An earlier version of the rules specified that Sikh men wearing turbans and women riding pillion did not have to use helmets, Delhi Transport department official Yogesh Pratap said.
The Delhi government had in 1998 made wearing helmets a must for all pillion riders but after objections from the Sikh community amended the rule making it optional for all women.
It has now revised the rule excluding only Sikh women from wearing the helmet.
Sikh women are not allowed to wear anything on their head apart from a turban, scarf or under-turban, according to the Sikh community website sikhnet.com.
“We wanted there to be no exemptions for wearing helmets,” joint commissioner of police Anil Shukla said.
“Road accidents do not discriminate between men or women or on the basis of their religion,” Shukla added.
Shukla said the police accepted the limits to the regulation as they were concerned that the safety of a larger number of women should not be put on hold by the protests of a community.
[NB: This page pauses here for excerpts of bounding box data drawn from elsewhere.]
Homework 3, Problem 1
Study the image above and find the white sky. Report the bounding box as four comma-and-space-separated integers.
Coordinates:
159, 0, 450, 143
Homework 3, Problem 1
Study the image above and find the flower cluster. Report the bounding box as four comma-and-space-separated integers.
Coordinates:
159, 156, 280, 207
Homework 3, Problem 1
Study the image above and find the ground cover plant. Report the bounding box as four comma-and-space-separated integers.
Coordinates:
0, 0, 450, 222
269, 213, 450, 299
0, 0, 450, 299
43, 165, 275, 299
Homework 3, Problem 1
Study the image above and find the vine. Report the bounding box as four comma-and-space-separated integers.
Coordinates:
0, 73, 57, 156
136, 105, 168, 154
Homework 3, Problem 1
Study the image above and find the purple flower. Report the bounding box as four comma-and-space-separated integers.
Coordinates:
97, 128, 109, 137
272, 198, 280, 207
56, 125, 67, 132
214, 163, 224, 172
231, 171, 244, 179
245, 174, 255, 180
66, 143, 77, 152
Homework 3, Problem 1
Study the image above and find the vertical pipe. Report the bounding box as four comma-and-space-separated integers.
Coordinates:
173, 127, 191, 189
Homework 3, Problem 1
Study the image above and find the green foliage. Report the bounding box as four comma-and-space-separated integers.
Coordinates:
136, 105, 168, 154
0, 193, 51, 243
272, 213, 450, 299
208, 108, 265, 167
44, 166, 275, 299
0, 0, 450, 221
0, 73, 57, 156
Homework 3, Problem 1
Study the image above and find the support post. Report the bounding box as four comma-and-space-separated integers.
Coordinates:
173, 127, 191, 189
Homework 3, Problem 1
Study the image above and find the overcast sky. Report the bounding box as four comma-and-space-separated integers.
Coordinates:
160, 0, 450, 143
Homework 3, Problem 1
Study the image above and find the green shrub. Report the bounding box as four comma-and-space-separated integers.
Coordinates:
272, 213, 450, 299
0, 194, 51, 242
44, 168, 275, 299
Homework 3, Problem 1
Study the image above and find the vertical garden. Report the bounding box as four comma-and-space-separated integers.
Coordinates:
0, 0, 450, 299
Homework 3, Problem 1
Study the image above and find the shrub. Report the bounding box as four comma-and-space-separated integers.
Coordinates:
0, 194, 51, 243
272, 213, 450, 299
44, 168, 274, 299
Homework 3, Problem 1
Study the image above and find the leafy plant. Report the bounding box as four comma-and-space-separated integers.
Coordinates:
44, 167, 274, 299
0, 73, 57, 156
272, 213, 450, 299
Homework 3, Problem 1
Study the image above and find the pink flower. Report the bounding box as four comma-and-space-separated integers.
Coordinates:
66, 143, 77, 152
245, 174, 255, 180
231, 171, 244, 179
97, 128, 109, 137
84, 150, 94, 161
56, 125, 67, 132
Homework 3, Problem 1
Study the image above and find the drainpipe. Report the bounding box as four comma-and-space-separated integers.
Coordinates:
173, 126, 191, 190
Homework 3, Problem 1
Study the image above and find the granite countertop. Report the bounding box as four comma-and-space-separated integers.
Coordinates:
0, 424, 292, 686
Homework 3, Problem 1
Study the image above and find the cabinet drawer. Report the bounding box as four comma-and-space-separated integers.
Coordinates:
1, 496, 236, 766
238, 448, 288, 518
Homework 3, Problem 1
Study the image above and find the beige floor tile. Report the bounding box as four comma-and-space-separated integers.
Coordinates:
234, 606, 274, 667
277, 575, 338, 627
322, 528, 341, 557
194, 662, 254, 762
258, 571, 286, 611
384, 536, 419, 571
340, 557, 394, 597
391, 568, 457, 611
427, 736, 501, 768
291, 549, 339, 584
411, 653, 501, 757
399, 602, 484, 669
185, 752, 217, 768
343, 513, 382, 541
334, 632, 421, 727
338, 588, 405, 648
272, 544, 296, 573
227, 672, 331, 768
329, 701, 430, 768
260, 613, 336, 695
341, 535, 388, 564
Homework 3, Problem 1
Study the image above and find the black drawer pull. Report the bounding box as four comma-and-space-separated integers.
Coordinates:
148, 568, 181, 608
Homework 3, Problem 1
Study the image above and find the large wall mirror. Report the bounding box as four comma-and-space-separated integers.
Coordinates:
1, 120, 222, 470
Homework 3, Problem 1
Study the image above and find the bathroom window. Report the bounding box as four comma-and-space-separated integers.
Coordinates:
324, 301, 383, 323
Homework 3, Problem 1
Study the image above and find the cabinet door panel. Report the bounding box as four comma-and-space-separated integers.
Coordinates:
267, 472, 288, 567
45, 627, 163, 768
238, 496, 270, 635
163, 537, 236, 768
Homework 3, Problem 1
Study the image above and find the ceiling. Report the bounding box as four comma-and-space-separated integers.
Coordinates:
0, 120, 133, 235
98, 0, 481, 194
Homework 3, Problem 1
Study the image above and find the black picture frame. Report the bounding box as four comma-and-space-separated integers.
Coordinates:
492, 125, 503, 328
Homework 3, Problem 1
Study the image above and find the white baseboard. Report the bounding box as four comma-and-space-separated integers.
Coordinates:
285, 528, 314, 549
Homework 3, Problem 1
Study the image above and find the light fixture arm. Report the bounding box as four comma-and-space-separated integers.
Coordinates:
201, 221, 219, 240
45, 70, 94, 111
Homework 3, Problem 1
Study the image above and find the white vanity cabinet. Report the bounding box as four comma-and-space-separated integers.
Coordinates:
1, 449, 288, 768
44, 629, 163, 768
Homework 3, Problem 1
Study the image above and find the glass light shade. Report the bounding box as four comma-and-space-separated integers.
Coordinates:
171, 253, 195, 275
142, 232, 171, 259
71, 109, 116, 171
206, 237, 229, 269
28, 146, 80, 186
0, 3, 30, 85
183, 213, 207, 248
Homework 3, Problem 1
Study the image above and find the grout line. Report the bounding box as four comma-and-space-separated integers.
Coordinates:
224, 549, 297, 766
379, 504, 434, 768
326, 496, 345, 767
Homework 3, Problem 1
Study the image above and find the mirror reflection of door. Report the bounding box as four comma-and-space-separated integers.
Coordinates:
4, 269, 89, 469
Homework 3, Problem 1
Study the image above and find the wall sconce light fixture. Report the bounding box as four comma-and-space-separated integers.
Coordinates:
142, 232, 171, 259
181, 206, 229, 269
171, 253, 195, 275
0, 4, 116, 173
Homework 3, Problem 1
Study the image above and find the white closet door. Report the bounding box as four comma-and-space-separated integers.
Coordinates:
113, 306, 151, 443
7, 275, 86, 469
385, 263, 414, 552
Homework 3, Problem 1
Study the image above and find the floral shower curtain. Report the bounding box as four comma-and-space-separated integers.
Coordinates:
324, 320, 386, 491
“We are not really for strong prosecution right now, we are going to first focus on a campaign to ensure women wear these helmets,” Shukla said.
All women pillion riders not wearing helmets would be stopped. “It?s up to them to prove whether they are Sikh or not,” Shukla said.
Delhi records an average of five road accident deaths per day – four of these are of pedestrians and moped or motorbike riders, according to a study done earlier this year by the centre for Science and Environment.